If you only watch one shamelessly indulgent, 9 minutes-plus video tribute to a former footballing great this year, make it this one:

How I wish he hadn’t head-butted Materazzi.

Goal of the Season?

August 8 2007

Most of the major European leagues might not yet be underway, but I’d be surprised if we see many goals better than this opportunistic free-kick by Levadia Tallinn’s Konstantin Nahk:

Nahk’s goal gave Tallinn a 2-1 win over Red Star Belgrade in their Champions League qualifier, but they were eliminated on the away goals rule with the aggregate score 2-2.

I get the impression he’ll get over it pretty quickly.

Man United’s comfortable victory over a spirited but inevitably very limited Glentoran side told us little that we didn’t already know, but it did give a tantalising glimpse of the talents of new signings Nani and Anderson.

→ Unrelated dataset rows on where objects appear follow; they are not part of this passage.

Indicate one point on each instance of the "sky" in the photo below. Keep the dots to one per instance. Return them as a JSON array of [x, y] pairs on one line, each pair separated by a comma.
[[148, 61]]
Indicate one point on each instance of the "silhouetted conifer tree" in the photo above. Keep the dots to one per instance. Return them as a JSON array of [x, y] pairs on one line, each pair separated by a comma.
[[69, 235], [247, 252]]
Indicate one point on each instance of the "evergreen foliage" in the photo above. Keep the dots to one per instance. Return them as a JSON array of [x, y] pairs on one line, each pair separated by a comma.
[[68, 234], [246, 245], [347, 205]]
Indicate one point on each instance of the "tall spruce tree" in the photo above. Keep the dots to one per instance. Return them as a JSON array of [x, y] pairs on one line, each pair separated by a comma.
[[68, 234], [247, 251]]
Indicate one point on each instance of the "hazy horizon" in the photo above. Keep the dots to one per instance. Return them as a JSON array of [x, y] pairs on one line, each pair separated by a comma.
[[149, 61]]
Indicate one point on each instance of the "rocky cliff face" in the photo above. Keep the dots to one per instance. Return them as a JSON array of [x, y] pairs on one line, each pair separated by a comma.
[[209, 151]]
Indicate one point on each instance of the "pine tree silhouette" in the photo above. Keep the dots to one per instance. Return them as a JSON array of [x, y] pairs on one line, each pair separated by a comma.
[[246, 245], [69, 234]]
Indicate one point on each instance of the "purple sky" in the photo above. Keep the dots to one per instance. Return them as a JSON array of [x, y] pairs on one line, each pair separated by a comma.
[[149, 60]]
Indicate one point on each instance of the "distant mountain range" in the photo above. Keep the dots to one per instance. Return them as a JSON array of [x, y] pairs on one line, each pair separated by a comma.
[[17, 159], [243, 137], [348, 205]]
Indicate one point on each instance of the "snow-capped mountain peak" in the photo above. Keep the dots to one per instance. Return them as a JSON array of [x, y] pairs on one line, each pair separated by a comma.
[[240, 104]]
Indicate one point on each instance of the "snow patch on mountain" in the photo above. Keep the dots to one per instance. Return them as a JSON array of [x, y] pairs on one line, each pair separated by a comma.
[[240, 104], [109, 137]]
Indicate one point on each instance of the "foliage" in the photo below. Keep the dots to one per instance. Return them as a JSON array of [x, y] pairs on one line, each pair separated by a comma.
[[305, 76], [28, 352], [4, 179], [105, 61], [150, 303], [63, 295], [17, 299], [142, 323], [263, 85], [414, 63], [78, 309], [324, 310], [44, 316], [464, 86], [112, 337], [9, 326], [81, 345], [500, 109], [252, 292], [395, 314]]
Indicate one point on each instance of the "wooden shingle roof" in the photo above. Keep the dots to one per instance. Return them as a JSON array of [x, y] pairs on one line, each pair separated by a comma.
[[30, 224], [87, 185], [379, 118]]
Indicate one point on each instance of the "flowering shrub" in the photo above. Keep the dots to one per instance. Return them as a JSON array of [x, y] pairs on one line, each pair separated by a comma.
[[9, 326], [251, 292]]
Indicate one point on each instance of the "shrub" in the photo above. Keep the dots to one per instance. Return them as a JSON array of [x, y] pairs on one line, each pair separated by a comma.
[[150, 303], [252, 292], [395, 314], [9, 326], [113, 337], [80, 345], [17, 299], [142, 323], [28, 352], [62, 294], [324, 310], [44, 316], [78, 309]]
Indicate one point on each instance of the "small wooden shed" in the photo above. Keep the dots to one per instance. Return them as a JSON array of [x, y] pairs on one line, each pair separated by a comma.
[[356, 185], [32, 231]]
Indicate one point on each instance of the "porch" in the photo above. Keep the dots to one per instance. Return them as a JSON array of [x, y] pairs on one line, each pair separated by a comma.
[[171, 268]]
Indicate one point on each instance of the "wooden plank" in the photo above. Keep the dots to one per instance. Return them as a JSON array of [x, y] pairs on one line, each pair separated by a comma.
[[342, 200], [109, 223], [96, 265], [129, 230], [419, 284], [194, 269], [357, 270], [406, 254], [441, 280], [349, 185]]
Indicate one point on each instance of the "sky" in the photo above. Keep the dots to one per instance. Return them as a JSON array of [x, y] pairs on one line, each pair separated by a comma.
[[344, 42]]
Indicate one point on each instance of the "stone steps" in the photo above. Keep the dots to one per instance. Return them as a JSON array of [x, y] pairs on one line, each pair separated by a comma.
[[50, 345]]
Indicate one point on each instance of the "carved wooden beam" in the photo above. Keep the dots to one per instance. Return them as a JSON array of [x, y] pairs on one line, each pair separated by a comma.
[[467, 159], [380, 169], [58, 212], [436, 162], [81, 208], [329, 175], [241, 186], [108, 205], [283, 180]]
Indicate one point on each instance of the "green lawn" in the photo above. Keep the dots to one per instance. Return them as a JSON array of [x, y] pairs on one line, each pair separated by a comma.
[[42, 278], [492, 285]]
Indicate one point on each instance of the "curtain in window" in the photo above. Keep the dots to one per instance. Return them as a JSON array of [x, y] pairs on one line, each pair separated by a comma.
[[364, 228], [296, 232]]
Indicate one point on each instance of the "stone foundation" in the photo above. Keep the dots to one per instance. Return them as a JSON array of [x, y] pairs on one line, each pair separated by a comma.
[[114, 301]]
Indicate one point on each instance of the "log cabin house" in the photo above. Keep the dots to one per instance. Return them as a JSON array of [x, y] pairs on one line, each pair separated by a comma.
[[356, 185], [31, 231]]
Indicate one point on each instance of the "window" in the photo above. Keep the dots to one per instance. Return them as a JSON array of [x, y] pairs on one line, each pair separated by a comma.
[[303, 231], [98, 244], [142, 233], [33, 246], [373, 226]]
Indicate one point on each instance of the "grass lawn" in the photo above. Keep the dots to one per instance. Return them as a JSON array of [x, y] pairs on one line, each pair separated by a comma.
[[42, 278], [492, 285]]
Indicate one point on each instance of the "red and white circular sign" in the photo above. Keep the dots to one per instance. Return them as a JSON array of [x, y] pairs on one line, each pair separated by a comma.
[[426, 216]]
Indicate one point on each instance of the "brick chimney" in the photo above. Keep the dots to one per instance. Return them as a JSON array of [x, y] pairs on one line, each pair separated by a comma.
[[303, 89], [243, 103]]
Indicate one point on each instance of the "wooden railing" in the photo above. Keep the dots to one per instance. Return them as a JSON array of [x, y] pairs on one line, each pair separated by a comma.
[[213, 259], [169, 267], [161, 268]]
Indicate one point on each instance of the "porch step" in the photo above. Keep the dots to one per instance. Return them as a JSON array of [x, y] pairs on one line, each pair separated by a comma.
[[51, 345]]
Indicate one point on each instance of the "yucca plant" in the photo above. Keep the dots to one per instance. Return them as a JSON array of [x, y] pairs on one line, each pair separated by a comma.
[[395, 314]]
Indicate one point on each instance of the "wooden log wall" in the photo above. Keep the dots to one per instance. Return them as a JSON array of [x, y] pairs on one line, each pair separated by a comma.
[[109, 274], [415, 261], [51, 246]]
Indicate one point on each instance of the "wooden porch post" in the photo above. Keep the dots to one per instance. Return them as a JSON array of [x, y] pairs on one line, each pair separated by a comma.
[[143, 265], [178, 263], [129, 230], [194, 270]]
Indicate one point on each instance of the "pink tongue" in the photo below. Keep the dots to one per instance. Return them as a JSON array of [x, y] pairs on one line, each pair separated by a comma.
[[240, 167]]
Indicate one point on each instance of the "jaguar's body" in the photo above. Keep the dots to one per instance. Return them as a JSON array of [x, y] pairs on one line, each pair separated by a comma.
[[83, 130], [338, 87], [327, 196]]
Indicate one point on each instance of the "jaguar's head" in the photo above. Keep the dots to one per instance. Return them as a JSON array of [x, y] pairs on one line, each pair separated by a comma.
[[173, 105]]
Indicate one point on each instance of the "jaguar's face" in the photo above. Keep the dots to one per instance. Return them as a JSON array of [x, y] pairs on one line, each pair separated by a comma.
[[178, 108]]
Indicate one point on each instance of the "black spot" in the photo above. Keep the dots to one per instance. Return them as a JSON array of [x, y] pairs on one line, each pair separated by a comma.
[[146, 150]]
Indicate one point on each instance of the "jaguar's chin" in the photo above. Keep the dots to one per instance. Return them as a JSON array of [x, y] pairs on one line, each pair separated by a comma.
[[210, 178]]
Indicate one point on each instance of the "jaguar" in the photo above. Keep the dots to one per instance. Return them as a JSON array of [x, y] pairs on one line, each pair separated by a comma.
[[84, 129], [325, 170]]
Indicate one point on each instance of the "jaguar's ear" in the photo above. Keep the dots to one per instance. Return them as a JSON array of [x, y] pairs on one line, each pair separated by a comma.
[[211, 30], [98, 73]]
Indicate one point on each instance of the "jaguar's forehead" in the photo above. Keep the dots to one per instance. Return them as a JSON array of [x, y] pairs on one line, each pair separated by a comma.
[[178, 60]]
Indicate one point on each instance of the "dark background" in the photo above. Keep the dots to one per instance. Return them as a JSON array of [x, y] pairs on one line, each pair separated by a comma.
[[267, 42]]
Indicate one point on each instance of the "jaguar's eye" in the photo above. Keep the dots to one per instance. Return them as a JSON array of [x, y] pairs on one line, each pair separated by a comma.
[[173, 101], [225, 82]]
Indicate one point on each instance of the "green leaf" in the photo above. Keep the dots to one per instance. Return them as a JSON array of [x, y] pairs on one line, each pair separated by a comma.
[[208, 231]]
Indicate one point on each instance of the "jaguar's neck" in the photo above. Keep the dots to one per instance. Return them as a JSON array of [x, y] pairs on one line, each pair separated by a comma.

Nani certainly caught the eye. He was energetic and industrious, showed some wonderful ball skills and capped it all with a fine goal. He will obviously face far sterner tests in the Premier League (not to mention the Champions League), but he demonstrated a bewitching sleight of foot and an appetite for the ball that suggests United need no longer rely solely on Cristiano Ronaldo for rapier-like thrusts infield from the flanks.

As brilliant as Nani was, it was Anderson who caught my eye. He sat a lot deeper than his fellow debutant, but he was at the heart of practically all United’s attacking play, and seemed comfortable setting the pace and directing the flow of United’s offensive moves.

Nani, if anything, was perhaps trying too hard. The feints and step-overs didn’t all come off, and a couple of shots flew high and wild. Anderson was more economical with his distribution of the ball, but he managed to embellish the game with a quiet authority that suggests he is better suited to playing in the centre than Nani or even Ronaldo.

It was interesting to see United lining up with a classic 4-2-3-1 shape: Carrick and O’Shea sitting in front of the back four, Frazier Campbell (how is he not Scottish with a name like that?) the lone striker, and Nani, Anderson and Lee Martin attacking from advanced midfield positions.

With the midfield shield in place, both full-backs were able to attack down the flanks, and Nani, Anderson and Martin interchanged positions with an ease suggestive of a greater level of familiarity than a couple of weeks of pre-season training.

Communication is key in a formation that places such great emphasis on fluidity, but with Nani, Anderson and Ronaldo all fluent in the same tongue, it will be even harder for top-flight defences to keep tabs on their movements in seasons to come.